Tech bros will insist that this was not a ‘hack’ or a ‘breach’ of Facebook. They’re right, but it’s worse. Facebook full-on gave your data away to any criminal willing to pay, without hackers having to bother infiltrating their systems. Facebook also knew for more than two years that the data they provided had been illegally downloaded, stolen, and sold on the black market, and they sat on their hands and did nothing about this violation of user privacy.

Mark Zuckerberg just posted his weaksauce non-apology on Facebook, after five whole days of silently hiding under his desk. “In 2014, to prevent abusive apps, we announced that we were changing the entire platform to dramatically limit the data apps could access,” the CEO says, insisting that apps “could no longer ask for data about a person’s friends unless their friends had also authorized the app.”

But you can’t control the sort of shady lawbreakers Facebook might sell your data to. You can, however, limit how much of your data is available to them on Facebook.

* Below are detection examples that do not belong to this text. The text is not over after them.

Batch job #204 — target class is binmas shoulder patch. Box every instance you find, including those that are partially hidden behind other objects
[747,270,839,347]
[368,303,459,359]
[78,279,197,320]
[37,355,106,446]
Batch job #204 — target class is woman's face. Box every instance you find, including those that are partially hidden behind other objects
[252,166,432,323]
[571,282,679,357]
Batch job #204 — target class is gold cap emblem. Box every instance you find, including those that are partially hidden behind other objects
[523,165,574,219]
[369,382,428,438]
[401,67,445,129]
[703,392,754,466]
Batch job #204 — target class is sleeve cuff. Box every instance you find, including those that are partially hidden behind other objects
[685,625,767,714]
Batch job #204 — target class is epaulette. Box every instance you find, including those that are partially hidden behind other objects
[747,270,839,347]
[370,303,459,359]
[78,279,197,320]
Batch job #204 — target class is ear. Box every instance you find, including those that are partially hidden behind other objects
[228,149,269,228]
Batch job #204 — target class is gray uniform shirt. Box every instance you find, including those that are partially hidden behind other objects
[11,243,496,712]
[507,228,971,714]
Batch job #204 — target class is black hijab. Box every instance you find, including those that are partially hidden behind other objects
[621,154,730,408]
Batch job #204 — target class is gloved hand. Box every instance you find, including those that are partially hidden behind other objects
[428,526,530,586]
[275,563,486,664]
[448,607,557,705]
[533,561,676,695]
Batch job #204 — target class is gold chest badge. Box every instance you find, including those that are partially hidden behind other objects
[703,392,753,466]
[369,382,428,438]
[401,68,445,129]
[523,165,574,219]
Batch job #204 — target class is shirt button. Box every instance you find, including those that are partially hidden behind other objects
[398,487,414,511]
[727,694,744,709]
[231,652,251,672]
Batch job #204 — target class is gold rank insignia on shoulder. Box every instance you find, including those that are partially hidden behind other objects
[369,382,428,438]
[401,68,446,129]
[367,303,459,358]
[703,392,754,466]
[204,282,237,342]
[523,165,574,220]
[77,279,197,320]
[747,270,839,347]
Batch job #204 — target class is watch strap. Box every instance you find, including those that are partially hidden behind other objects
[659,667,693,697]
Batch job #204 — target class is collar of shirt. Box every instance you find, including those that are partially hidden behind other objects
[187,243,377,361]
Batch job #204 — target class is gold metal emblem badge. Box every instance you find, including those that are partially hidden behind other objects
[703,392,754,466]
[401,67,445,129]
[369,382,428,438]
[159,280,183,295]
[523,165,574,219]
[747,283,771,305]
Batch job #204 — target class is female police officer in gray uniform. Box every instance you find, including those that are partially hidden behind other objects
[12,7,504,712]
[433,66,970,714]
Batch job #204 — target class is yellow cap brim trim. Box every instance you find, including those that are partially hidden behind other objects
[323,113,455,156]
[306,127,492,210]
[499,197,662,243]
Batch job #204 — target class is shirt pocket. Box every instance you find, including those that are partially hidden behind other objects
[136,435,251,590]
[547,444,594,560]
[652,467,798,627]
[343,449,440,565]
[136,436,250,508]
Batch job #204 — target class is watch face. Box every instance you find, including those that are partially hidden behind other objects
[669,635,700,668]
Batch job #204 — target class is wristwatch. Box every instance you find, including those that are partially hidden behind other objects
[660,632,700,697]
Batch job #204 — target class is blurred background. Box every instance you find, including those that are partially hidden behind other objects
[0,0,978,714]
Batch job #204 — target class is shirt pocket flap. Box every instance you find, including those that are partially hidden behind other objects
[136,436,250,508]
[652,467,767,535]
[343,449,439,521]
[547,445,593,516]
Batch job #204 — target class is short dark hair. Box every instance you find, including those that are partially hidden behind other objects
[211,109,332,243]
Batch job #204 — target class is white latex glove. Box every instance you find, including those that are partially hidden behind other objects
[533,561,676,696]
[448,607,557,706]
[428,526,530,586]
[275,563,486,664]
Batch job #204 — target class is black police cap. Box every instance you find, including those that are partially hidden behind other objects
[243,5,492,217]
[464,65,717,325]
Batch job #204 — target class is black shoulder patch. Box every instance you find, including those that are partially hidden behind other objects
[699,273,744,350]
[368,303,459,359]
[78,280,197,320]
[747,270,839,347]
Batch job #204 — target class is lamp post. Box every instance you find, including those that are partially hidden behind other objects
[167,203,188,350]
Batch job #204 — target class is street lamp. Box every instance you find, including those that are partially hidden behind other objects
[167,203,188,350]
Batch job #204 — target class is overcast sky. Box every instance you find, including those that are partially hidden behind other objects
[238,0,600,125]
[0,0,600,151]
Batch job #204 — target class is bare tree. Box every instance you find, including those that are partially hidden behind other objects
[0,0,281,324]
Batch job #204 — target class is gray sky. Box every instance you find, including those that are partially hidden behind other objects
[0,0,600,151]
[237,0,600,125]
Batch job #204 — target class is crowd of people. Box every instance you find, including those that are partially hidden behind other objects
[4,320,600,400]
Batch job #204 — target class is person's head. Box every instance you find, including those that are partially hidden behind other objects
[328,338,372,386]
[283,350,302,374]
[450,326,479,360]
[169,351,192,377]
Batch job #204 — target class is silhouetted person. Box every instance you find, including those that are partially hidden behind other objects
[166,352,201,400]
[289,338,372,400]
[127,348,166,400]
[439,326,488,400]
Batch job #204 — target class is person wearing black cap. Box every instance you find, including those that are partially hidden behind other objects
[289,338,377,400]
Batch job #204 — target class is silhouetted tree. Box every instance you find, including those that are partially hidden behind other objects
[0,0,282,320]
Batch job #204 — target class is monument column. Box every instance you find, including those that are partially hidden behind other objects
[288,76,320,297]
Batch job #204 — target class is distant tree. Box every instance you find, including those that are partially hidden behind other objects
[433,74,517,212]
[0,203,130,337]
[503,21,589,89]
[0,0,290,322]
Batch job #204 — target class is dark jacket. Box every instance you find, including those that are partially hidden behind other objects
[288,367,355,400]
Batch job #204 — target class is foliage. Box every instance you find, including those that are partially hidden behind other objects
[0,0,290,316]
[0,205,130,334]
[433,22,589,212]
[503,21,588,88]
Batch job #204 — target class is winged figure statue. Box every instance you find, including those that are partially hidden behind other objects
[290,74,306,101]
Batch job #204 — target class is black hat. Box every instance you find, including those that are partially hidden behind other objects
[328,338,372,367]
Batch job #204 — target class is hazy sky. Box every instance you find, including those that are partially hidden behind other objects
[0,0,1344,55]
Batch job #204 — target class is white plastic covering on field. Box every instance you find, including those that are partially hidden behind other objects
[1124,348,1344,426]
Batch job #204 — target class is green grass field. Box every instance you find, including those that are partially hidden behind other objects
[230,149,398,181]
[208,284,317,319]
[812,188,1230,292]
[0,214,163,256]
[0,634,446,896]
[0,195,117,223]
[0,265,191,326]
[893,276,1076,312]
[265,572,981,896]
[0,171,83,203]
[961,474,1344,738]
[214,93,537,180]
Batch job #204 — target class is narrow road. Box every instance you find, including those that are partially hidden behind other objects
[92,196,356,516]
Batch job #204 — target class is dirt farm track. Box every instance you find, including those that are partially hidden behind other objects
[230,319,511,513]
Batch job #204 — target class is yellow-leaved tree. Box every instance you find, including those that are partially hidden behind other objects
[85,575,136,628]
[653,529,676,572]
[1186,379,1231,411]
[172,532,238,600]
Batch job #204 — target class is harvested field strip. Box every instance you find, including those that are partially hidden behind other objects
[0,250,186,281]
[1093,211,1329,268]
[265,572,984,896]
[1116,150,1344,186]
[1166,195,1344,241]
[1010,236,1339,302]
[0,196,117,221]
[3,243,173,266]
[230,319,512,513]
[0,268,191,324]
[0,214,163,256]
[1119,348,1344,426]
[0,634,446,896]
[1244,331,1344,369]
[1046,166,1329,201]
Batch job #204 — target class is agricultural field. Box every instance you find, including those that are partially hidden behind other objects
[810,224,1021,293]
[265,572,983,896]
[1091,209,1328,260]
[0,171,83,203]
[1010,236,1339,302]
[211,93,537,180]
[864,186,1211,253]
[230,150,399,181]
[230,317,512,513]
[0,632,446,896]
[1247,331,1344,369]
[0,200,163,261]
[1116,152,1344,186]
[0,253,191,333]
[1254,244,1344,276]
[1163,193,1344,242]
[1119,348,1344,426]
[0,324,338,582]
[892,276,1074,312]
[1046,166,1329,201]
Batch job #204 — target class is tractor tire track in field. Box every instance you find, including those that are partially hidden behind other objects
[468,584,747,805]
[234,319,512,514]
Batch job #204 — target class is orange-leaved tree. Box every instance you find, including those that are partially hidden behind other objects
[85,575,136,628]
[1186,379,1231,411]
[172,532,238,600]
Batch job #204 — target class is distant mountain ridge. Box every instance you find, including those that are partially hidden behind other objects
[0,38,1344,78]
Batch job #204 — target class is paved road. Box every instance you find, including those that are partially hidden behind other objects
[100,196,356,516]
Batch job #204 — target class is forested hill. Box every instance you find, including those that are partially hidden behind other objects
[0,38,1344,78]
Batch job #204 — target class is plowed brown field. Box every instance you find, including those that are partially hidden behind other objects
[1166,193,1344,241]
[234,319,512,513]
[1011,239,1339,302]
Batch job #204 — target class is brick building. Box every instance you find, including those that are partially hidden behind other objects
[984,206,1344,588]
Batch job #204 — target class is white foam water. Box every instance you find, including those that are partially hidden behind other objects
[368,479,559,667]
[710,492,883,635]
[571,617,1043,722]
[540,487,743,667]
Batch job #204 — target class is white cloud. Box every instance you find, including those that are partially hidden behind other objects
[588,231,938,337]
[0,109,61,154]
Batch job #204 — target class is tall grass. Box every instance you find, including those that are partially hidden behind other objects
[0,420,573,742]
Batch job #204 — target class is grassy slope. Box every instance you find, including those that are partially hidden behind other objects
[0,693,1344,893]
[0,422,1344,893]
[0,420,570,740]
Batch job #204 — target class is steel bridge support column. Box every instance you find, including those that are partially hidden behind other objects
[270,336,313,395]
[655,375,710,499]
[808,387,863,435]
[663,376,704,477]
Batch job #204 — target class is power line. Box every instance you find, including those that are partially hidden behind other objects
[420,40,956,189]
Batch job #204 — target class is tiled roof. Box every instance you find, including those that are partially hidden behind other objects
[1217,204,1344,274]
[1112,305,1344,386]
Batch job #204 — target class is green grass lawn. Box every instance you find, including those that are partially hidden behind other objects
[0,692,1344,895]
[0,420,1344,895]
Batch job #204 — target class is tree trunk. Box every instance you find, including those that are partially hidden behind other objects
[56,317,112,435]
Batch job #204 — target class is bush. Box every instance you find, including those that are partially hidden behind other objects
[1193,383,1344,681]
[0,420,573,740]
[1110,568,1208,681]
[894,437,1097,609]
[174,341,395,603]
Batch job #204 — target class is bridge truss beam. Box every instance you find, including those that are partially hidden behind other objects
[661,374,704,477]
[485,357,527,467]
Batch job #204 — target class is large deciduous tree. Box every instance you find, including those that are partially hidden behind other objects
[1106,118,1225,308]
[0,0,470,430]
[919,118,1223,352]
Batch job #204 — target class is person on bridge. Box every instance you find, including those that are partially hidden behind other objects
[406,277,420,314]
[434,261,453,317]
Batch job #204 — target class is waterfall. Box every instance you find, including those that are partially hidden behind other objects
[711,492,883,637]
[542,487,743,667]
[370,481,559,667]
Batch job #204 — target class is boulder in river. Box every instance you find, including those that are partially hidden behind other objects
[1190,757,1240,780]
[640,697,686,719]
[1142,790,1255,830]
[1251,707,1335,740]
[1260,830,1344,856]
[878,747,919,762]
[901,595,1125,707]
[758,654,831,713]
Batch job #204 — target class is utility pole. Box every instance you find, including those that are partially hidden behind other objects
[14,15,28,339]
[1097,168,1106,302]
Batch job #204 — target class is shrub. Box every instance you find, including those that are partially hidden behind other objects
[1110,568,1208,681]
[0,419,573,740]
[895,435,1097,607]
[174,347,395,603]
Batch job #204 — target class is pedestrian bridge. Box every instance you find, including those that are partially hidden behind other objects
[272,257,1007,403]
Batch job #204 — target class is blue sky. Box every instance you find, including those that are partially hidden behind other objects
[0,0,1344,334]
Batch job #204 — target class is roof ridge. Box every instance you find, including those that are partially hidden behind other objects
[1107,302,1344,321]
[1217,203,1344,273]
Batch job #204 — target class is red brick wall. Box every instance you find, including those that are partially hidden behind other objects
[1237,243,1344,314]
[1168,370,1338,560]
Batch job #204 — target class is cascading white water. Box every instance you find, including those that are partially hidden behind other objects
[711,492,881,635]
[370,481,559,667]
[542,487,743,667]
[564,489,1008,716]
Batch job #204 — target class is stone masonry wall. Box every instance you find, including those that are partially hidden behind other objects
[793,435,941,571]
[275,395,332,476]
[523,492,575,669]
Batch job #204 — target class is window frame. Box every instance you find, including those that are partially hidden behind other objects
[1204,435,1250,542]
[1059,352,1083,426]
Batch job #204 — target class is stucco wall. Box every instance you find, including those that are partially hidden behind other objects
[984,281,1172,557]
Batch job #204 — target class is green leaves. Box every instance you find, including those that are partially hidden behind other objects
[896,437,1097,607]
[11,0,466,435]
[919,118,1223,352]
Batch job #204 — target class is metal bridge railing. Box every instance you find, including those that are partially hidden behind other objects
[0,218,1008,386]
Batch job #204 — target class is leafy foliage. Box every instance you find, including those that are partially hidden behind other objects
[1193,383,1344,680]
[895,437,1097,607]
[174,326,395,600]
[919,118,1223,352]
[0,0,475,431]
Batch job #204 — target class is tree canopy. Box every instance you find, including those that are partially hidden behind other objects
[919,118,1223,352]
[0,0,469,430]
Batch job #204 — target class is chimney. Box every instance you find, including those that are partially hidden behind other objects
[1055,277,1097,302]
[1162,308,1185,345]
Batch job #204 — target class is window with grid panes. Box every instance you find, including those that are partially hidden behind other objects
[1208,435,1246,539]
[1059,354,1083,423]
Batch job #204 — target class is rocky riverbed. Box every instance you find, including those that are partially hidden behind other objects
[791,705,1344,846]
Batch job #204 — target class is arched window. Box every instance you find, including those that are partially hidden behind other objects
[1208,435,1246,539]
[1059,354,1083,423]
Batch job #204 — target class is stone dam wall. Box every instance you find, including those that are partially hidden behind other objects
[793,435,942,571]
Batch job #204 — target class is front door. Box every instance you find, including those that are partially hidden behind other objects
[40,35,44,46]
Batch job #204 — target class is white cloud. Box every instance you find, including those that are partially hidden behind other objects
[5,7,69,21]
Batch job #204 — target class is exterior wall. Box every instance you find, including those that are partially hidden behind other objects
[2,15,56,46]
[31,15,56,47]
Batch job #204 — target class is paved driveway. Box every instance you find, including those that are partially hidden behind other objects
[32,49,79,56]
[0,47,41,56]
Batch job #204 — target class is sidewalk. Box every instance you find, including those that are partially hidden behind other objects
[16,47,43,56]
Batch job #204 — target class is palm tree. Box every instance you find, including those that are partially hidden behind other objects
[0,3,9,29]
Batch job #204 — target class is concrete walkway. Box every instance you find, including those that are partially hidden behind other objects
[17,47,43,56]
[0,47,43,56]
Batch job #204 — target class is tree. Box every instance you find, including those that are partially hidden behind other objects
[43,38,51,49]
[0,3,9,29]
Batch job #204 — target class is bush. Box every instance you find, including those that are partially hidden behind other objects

How To Unlink Apps From Your Facebook Account

This is the scandal at hand here. Your friends’ apps were able to siphon your data without your permission. Facebook supposedly no longer allows this. But when I checked which apps accessed my Facebook data, I had never even heard of several of them.

Removing third party apps from your Facebook is best done on a desktop computer. First, log into Facebook. Click on the non-descript black triangle in the top right corner of your screen, and select Settings. Then go to the right side of your screen and click Apps. You’ll see which apps have access to your Facebook data.

You can shut them all off if you want. Under the “Apps, Websites, and Plug-Ins” field, click Edit. Then click Disable Platform to stop

Or you can just disable the ones you want to get rid of. To disable an app from getting your Facebook data, hover over the app with your mouse and click X. From here on it’s nothing but Tinder for me.

To be super-safe, you may want to turn off Facebook location tracking, limit who can see your posts, and do a Facebook privacy check-up.

The Cambridge Analytica scandal may be overblown in terms of determining the outcome of the 2016 election. But it is rightly a humongous scandal that Facebook give out our data to criminals without our consent (okay, alleged criminals). The days of thinking that surveillance-based online advertising is just some innocuous tool to sell us shoes and handbags are over, as this game is beijng played by shadier people than we ever realized.